With respect to this case, it is not sufficient to recognize only the statements of health team A, Gap 4 through 6, 8, and 9 (including each number), and the testimony of the MaximumCC as well as the testimony of the witness. There is no other evidence to acknowledge it.

Rather, the following circumstances revealed in the facts acknowledged earlier, i.e., ① the Plaintiff started to engage in transactions after hearing the horses that there are low-fresh oil from the employees of △△ Energy, and the Plaintiff did not receive and keep the original shipment ticket issued by the transportation vehicle directly from the operator at the time of receipt of the oil, but instead received it in the form of mail, etc., and subsequently made abnormal transactions, such as receiving the shipment slip in the name of △△ Energy from the transportation vehicle to receive the shipment slip in the name of the transportation vehicle. However, △△△ Energy neglected to confirm whether the actual supplier is a supplier. ② If △△△△ was asked of whether the oil was actually shipped out on the relevant date in the oil reservoir stated in the tax invoice received from △△ Energy, and whether the customer and destination were asked of the place of destination and destination, the Plaintiff could have easily known that it was not actually shipped out, but did not know at all, at the time of receipt of the tax invoice.

Therefore, the second argument of the plaintiff is without merit.

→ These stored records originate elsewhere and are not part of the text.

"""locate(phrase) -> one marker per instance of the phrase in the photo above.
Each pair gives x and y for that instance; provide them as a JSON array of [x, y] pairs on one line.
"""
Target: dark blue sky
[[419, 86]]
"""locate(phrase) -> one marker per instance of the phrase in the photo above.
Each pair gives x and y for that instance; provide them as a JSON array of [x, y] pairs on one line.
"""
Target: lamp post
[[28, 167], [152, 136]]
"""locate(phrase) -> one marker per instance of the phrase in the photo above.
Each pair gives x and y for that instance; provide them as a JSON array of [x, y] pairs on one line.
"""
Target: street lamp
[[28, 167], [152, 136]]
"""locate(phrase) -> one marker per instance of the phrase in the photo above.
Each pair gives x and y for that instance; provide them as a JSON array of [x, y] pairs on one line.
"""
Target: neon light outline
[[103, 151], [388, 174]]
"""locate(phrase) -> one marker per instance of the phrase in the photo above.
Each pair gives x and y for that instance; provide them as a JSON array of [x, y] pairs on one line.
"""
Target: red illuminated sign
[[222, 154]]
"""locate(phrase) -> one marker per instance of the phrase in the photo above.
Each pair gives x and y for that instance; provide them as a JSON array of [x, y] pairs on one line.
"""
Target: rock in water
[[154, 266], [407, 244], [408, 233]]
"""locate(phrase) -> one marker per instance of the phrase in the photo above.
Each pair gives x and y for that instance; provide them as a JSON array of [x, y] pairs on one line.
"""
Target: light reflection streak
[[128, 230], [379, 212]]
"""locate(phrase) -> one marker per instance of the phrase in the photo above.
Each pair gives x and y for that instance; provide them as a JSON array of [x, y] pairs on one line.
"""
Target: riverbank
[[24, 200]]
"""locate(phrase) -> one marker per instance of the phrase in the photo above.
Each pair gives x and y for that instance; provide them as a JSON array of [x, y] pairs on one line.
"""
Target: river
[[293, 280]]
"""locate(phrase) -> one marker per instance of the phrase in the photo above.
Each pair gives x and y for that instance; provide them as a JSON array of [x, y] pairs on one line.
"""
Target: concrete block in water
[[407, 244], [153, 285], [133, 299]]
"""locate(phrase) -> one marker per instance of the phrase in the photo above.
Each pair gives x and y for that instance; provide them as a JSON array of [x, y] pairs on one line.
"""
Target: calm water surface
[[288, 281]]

(2) Determination on the portion of the tax invoice issued and delivered from △ Energy

Comprehensively taking account of the overall purport of the arguments in the statement Nos. 7 and 9, the competent tax authority confirmed that the △ Energy was prepared on the basis of most processed transactions except for part of the tax invoices received and the tax invoices issued by the △ Energy for the first period of 2008, and that the tax invoices issued by the Plaintiff were also prepared on the basis of the processed transaction.

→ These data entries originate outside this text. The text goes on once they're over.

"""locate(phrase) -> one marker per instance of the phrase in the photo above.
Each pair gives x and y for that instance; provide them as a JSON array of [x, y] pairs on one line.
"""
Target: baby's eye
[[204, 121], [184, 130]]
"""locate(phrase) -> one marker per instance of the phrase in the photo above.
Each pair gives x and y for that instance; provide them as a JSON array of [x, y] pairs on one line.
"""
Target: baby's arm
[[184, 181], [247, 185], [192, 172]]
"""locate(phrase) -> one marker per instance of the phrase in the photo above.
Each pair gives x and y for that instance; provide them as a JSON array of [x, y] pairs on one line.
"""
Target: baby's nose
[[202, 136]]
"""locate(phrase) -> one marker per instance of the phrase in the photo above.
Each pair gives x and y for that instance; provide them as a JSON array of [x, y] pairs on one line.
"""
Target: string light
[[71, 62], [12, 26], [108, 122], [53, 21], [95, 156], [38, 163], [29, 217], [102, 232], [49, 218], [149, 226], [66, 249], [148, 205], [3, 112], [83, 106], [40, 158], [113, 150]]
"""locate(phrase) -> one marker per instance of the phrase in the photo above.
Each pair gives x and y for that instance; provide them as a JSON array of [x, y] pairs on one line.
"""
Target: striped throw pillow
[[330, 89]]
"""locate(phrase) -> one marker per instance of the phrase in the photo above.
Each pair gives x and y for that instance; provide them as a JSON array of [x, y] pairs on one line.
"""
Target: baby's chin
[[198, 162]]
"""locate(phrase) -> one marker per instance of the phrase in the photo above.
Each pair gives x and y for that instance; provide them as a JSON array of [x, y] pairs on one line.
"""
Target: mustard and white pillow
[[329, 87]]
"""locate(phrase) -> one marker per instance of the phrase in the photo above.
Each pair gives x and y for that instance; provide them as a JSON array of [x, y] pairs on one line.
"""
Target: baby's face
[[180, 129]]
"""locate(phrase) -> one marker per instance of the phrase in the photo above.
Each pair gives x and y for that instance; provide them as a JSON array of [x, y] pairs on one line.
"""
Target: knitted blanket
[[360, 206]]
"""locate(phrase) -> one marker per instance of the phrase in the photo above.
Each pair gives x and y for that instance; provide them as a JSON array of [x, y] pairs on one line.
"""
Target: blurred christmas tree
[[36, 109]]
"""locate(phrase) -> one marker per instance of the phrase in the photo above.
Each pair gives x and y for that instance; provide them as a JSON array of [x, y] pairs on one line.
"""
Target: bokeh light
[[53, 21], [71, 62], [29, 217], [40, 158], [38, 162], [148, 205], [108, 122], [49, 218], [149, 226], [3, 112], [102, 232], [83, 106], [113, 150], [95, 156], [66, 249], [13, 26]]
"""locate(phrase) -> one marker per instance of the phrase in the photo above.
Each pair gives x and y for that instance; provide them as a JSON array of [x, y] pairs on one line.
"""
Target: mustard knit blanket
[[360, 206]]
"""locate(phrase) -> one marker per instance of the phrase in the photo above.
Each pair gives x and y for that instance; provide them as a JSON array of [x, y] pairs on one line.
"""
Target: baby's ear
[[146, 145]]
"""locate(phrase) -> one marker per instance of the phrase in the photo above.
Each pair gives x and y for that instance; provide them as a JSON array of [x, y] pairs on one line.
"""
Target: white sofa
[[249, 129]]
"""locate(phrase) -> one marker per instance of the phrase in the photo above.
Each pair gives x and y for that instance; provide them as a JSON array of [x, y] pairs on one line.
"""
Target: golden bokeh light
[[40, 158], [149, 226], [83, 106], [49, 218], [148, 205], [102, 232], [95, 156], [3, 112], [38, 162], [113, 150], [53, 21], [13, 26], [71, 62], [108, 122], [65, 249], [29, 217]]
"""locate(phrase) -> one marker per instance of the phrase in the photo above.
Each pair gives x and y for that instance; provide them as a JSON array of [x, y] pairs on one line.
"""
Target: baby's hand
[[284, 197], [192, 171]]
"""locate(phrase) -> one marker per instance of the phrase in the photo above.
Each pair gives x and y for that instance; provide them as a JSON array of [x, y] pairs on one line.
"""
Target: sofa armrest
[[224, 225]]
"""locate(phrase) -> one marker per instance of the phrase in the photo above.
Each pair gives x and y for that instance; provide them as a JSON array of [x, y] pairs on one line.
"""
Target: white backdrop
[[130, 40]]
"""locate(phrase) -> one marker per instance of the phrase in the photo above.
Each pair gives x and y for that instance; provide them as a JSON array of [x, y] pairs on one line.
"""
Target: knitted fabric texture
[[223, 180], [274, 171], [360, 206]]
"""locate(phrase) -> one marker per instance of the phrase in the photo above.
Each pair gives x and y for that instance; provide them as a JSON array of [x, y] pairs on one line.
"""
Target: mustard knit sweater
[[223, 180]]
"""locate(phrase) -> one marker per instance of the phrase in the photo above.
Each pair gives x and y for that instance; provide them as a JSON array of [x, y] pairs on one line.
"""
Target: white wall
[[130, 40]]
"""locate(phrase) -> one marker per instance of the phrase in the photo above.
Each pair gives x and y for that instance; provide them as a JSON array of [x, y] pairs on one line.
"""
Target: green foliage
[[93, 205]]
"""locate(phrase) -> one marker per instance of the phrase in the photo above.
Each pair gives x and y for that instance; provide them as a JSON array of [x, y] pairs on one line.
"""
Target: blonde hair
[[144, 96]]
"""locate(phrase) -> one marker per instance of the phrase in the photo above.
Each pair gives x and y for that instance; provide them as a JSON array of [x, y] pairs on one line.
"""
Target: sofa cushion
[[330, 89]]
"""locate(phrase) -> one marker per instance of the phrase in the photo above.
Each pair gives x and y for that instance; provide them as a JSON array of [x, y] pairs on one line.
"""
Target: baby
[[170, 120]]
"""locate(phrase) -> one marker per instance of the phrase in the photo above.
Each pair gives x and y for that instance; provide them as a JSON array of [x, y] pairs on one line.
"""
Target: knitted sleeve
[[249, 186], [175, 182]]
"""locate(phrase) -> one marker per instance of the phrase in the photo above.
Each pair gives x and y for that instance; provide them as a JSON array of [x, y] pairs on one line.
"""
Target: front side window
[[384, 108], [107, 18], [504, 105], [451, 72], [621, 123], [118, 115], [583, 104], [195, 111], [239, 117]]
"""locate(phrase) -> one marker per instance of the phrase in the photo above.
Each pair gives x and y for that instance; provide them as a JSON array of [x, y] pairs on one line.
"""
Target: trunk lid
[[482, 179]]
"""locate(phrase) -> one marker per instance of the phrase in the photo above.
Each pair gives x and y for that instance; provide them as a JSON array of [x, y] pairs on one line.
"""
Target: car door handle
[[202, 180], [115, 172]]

However, in light of the following: (a) △ Energy was actually dealt with the oil; (b) △△ Energy was shipped the oil of the company △△△ days to the carrier at the △ Storage Station on May 21, 2008 (the Defendant confirmed on May 21, 2008 that the carrier caused the oil to the △△ Oil Station; (c) the Plaintiff wired the money to the deposit account of △△ Energy immediately after receiving the oil to the Plaintiff; and (d) in light of the fact that the two tax invoices issued and delivered by △△△△△△△△△ was not sufficient to acknowledge that the goods were carried out without actual transactions; and (e) there was no evidence to acknowledge otherwise.

Therefore, the defendant's disposition based on the premise that the tax invoice for the issuance of △ Energy is false is unlawful.

(iii)In the case of a suit

The Defendant deducted the input tax amount of △△ Energy’s tax invoice, and imposed value-added tax of KRW 4,160,159 on the Plaintiff for the second period of 207. The Defendant imposed value-added tax of KRW 18,002,544 on the Plaintiff by not deducting the input tax amount for the second period of 2007. The Defendant imposed value-added tax of KRW 18,002,544 on the Plaintiff for the first period of 208. As seen earlier, it is unlawful to deduct the input tax amount for the first period of 208. As such, the Defendant’s disposition imposing value-added tax of KRW 18,02,544 on the Plaintiff

3. Conclusion

Therefore, the plaintiff's claim is justified within the above scope of recognition, and the remaining claims are dismissed as it is without merit. It is so decided as per Disposition.